Congress Settles the Debate Venture and Institutional Backed Firms are Small Businesses
With the passage of the new legislation in Congress venture backed firms (and with other institutional investors) will continue to be classified as small businesses. The battle that has been waging for some time has finally been settled. What this means for both sides is that the how we define small business is not by who is investing in the company. Instead, the definition will remain on the other factors such as revenues, number of employees, etc.
The reality is that all businesses start out as small businesses. How they are started and where the funding comes from plays an important part in the practical versus the theoretical definition of “small”. In practical terms, two businesses may look very much alike on the surface. They may be in the same industry. Have the same number of employees. They may even be competing against each other. The difference cannot be seen until you look at how the companies are funded, owned, managed and “connected” beyond the initial “small business” façade.
The Appearance of Small
There is no doubt that growth takes cash. Cash requires investors. Having the ability to get investors means having the connections, the know-how, the expertise, the “package” which attracts investors, and every business wants that package. Here is the question: When a business has that ability and puts together that package, should it then be taken out of the equation for special programs meant as resources and stimulants for companies who have not yet been able to get to that point? If programs are meant to be funding for high risk projects where small businesses are getting the opportunity to prove themselves, what happens when the funding is opened up to companies which have already demonstrated they are beyond the “proving themselves” stage.
Hedging Venture Risk or Recognizing Longer Development Cycles?
The company with a promising drug has years of development and testing and millions of dollars in investment to fund – and they have other ideas for products. They want to continue to receive grants for the new ideas to fund proof of concept and initial product development. On the other side, a computer software company receives grants and, with funding from state matching programs and their own savings, can get their product to market. Entirely different levels of capital needs. As one government source puts: “A company that can raise funds shouldn’t be penalized for that capability. All businesses can learn to compete at the proposal level. They have the same access to resources on how to write proposals, so the playing field is level when competing for the funding at the proposal level. So why penalize a company, that is also capable of putting together a winning funding proposal for venture and other funding?”
Opponents to legislation that was known as HR 3567 say this is back door for venture and big business to receive grant funds and compete unfairly against the truly small business – the inventor, the scientist, who need the funds to get started and get the technology going. The proponents say this is encouraging investment in the infrastructure and competitiveness of business. Yes to both.
Unfair and Necessary
Whether it is under today’s existing rules and guidelines or the new rules such as those H.R. 3567 would put in place, it will inevitably be unfair to some. The existing rules were intended to prevent recipient companies from “making a business from grants”. Yet there are companies who have been success stories receiving grants for the entire length of time the grant programs have existed. IF they are successful and commercializing technology after technology, why are they still tapping into the grant program to fund their research? Because they have found the loophole to remaining a “small business” and have reached a point where the cost of grant funds (business systems and compliance) is negligible. Free money any one? If these companies can participate for decades, then arguably a small start-up with venture backing with large capital needs is just as entitled, as is a university-backed company, and so on.

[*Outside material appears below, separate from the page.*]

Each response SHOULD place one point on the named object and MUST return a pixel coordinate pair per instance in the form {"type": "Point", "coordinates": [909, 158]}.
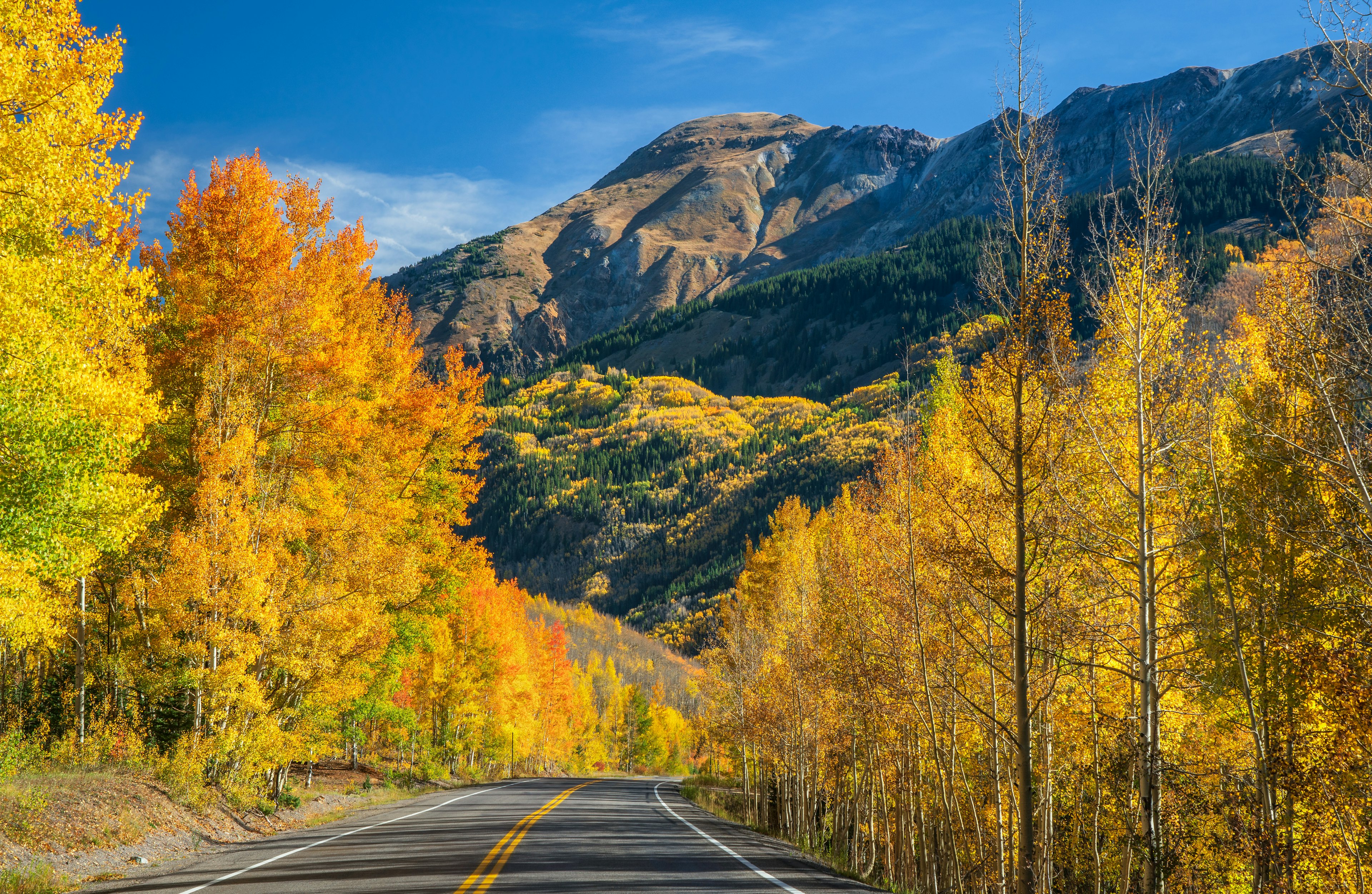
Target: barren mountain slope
{"type": "Point", "coordinates": [730, 199]}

H.R. 3567 is holding a mirror up to the system and saying “Look at the reality of where we are. There are practicalities for certain types of businesses with huge capital demands.” On the other side, the small business which is not venture backed or affiliated with larger organizations must be able to compete and win. They must have access to funding which may be their only source for proof of concept and product development dollars due to the high risk of the technology and the business stage.
USB – Unaffiliated Small Business?
There are disadvantaged small businesses. Minority small businesses. Women-owned small businesses. Service-disabled veteran small businesses. Maybe there will be an unaffiliated small business, meaning the business is funded solely by individuals or is at least 51% owned by individuals. The government can then require so much business be done with these USB’s. Maybe not. Things change. Things evolve. Who knows what the next evolution of change may be.
Greater Opportunity
The truly small business that has no experience in business or in capital markets that is looking for funding for its high risk, early stage technology will be potentially competing against even more players for fewer dollars. Perhaps this is capitalism and competition at its most basic form, where small businesses have to get better at the business side much earlier in the process – becoming more competitive, more commercially aware earlier.
Venture Investment Doesn’t Mean Cash Rich or Successful
Venture investment doesn’t mean automatic success and it doesn’t mean cash rich or cash flow positive. A venture backed firm has been successful in raising funds, but it doesn’t mean it has reached commercialization by using those funds, or that those funds were used on the particular technology currently being developed, or that the company is well particularly successful at well anything.
Many companies are able to raise funds, but those funds are sufficient to get the technology to market or the company runs into other issues.
Commercialization Potential
When it comes down to defining a small business, it is about more than who invests in the business and how much money they invested. It isn’t about how many employees. It is about how much money it will take to develop the product and get it into production and into the marketplace. It is about how the money is used and how it is managed. It is about the business’ infrastructure and who will get the “benefit” of the funding. It is about whether the small business is truly innovative and has something big business and the market is interested in – a commercialization opportunity.